Crazy?—yes, and worse than crazy—mixed up in a way with a
kind of sense, so that you might begin to wonder which was queer,
yourself or the boy. It was a dreadful grief to the parents,
especially to his father. He used to talk about his sins finding him
out. I don't know, there may have been something in that. 'Whips to
scourge us'—perhaps so.
"They got the tutor back after some time; the child begged so hard
for him that they were afraid he'd worry himself into another brain
fever if they didn't give way. So he came along with instructions to
make the lessons as much a farce as he liked, and the more the
better; not on any account to press the boy over his work. And from
what my father told me, young Teilo nearly drove the poor man off his
head. He was far sharper in a way than he'd ever been before, with a
memory like Macaulay's—once read, never forgotten—and an
amazing appetite for learning. But then the twist in the brain would
come out.
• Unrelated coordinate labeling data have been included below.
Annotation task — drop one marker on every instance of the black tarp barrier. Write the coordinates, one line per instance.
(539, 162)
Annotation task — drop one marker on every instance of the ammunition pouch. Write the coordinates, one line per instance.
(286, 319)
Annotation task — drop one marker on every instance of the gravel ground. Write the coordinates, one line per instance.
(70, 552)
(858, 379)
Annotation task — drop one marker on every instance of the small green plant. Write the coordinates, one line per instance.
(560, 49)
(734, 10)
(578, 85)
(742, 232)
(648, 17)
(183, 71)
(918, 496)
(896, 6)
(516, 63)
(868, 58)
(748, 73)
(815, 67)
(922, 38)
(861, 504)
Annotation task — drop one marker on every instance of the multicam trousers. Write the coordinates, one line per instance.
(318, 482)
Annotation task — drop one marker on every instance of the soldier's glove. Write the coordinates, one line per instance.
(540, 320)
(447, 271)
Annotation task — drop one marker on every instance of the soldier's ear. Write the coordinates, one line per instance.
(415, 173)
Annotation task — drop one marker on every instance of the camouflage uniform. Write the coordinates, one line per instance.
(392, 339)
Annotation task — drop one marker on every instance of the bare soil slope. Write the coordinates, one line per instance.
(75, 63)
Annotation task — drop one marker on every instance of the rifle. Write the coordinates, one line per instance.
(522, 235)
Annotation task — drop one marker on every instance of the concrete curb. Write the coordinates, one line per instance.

Mathematics brilliant; and at the end of the lesson he'd
frighten that tutor of his with a new theory of figures, some notion
of the figures that we don't know of, the numbers that are between
the others, something rather more than one and less than two, and so
forth. It was the same with everything: there was the Secret Conquest
of England a hundred years ago, that nobody was allowed to mention,
and the squares that were always changing their shape in geometry,
and the great continent that was hidden because Africa was on top of
it, so that you couldn't see it. Then, when it came to the classics,
there were fresh cases for the nouns and new moods for the verbs: and
all the rest of it. Most extraordinary, and very sad for his father
and mother. The poor little fellow took a tremendous interest in the
family history and in the property; but I believe he hashed all that
up in some infernal way. Well; it seemed there was nothing to be
done.
"Then his father died. Of course, the question of the succession
came up at once. Poor Mrs. Morgan, as she called herself to the last,
swore she was married to Teilo, but she couldn't produce any
papers—any papers that were evidence of a legal marriage
anyhow. I fancy the truth was that they were married in some
forgotten little chapel up in the mountains by a hedge preacher or
somebody of that kind, who didn't know enough to get in the
registrar. Of course, Teilo ought to have known better, but probably
he didn't bother at the time so long as he satisfied the girl. He may
have meant to make it all right eventually, and left it too late: I
don't know. Anyhow, Payne Llewellyn, the family solicitor, gave the
poor woman to understand that she and the boy would have to leave
Llantrisant Abbey, and off they went. They had one room in a
miserable back street in Islington or Barnsbury or some such
God-forsaken place and she earned a bare living in a sweater's
workshop.
"Meanwhile, the property had passed to a cousin; Harry Morgan. And
he hadn't been heard of, or barely heard of, for some years. He had
gone off exploring Central Asia or the sources of the Amazon when
Teilo Morgan was in his glory—if you can put it that way. He
hadn't heard a word of Teilo's reformation or of Mary Trevor and her
boy; and when old Llewellyn was able to get at him after considerable
difficulty and delay, he never mentioned the woman or her son. When
Morgan did come home at last, he found he didn't fancy the old family
place; called it a dismal hole, I believe. Anyhow, he let it on a
longish lease to a mental specialist—mad doctors, they called
them then—and he turned the Abbey into a lunatic asylum.
"Then somebody told Harry about Mary Trevor, and the poor child,
and the marriage or no-marriage. He was furious with Llewellyn.